Une nouvelle analyse d’anciennes empreintes de pas en Afrique du Sud laisse à penser que les humains qui les ont laissées portaient peut-être des sandales à semelles dures il y a 148 000 ans. Si cela se confirme, il s’agirait alors de la plus ancienne preuve suggérant que nos ancêtres utilisaient des chaussures pour protéger leurs pieds.
Où et quand les humains ont-ils porté des chaussures pour la première fois ?
Difficile de déterminer avec précision quand et où les humains ont créé des chaussures pour la première fois, car elles sont fabriquées principalement à partir de matériaux périssables comme le cuir et les fibres végétales. Cela laisse donc peu de preuves archéologiques. C’est alors que l’ichnologie, l’étude des traces fossiles laissées par les êtres vivants, entre en jeu. Les empreintes laissées par des hominidés portant des chaussures pourraient en effet potentiellement fournir des indices sur le moment et le lieu où les chaussures ont été utilisées pour la première fois.
Les régions de l’Afrique australe et de l’Europe occidentale sont de sérieuses candidates pour rechercher de telles traces. Ces zones sont en effet connues pour avoir été habitées par des populations humaines pendant l’âge de pierre moyen (ou Paléolithique moyen). Il est donc plausible que les habitants de ces régions aient eu des raisons de fabriquer des chaussures pour se protéger des conditions environnementales variées, ce qui nous ramène à ces travaux publiés dans la revue Ichnos.
D’anciennes preuves en Afrique du Sud
Une équipe de chercheurs annonce en effet avoir identifié de nouvelles preuves ichnologiques provenant de trois paléosurfaces de la côte du Cap, en Afrique du Sud. Contrairement aux empreintes humaines pieds nus, celles-ci ne montrent aucun orteil, mais présentent « des extrémités antérieures arrondies, des marges nettes et des traces possibles de points d’attache de sangle« .
Aucune de ces empreintes n’a été datée directement. Cependant, en se basant sur l’âge d’autres roches et sédiments à proximité, les chercheurs estiment qu’elles pourraient avoir été imprimées dans le sol il y a entre 79 000 et 148 000 ans. Leurs dimensions laissent également à penser que ceux qui en sont à l’origine étaient de jeunes pisteurs ou de petits hominidés adultes.
Pour tester leur hypothèse, les chercheurs ont imprimé leurs propres empreintes de pas en portant des sandales ressemblant à deux paires de chaussures utilisées jadis par un peuple autochtone de la région, dont des exemples sont conservés dans des musées. Ces expériences ont révélé que l’utilisation de ces chaussures à semelles dures sur du sable mouillé laissait des empreintes similaires à celles isolées sur le site.
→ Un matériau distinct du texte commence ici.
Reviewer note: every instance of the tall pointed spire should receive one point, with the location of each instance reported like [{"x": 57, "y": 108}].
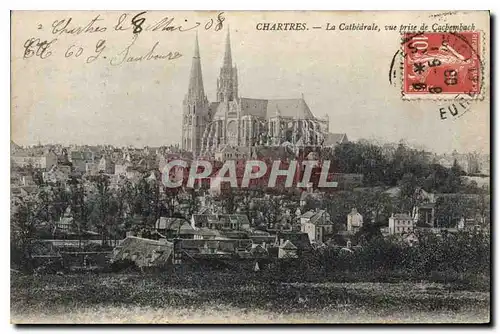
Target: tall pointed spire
[
  {"x": 228, "y": 62},
  {"x": 227, "y": 84},
  {"x": 195, "y": 89}
]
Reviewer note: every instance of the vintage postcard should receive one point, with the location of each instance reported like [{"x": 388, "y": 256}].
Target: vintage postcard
[{"x": 224, "y": 167}]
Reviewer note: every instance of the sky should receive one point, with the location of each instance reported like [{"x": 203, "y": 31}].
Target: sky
[{"x": 343, "y": 74}]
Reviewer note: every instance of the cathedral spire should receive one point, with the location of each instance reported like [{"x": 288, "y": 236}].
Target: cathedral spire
[
  {"x": 228, "y": 62},
  {"x": 195, "y": 89}
]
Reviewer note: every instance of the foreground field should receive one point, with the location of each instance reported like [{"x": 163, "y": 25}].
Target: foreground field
[{"x": 136, "y": 298}]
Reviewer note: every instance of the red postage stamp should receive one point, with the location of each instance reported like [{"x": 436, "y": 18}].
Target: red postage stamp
[{"x": 441, "y": 64}]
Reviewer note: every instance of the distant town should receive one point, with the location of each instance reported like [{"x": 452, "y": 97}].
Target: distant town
[{"x": 90, "y": 207}]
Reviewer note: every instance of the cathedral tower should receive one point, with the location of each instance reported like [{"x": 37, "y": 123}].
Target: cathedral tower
[
  {"x": 195, "y": 106},
  {"x": 227, "y": 83}
]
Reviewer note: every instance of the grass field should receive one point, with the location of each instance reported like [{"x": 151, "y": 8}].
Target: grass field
[{"x": 222, "y": 298}]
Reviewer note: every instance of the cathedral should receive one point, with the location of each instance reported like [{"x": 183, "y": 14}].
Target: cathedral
[{"x": 241, "y": 122}]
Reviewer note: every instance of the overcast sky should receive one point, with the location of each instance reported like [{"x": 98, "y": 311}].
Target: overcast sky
[{"x": 340, "y": 73}]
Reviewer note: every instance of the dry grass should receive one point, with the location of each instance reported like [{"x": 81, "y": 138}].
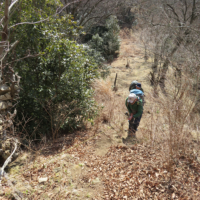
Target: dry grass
[{"x": 113, "y": 107}]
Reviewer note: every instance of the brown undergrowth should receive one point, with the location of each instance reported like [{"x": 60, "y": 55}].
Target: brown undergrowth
[{"x": 97, "y": 165}]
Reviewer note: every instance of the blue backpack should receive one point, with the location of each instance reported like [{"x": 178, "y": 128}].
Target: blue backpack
[{"x": 138, "y": 93}]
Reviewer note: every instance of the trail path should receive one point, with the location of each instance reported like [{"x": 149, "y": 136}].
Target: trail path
[{"x": 98, "y": 165}]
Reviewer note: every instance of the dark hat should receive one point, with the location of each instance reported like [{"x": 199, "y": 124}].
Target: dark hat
[{"x": 139, "y": 85}]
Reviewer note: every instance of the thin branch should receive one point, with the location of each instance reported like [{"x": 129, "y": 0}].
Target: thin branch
[
  {"x": 58, "y": 12},
  {"x": 8, "y": 160}
]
« Bien que nous ne considérions pas les preuves comme concluantes, nous interprétons les trois sites […] comme suggérant la présence de pisteurs chaussés utilisant des sandales à semelles dures« , notent ainsi les chercheurs. Selon eux, l’utilisation de telles chaussures pourrait s’expliquer par le besoin de se protéger les pieds dans le cadre d’une recherche de nourriture côtière en présence de rochers (et peut-être d’oursins). « Au [Moyen Âge de pierre], une lacération importante au pied aurait pu être une condamnation à mort », rappellent-ils. Dans un tel scénario, des sandales auraient alors permis de les prémunir contre cette issue funeste.

Attention aux interprétations
Avant cette étude, la plus ancienne indication suggérant l’utilisation de chaussures provenait de deux empreintes laissées par de jeunes néandertaliens en Grèce il y a 130 000 ans. Néanmoins, les chercheurs prennent ici le soin de ne pas tirer de conclusions hâtives. Et pour cause, sans véritable matière à analyse, il est en effet difficile d’interpréter de telles empreintes, d’autant que nous avons déjà eu des surprises par le passé. À titre d’exemple, des traces découvertes dans le Nevada dans les années 1880, qui avaient été initialement attribuées à un humain portant des sandales, s’étaient ensuite révélées avoir été tracées par… un paresseux géant.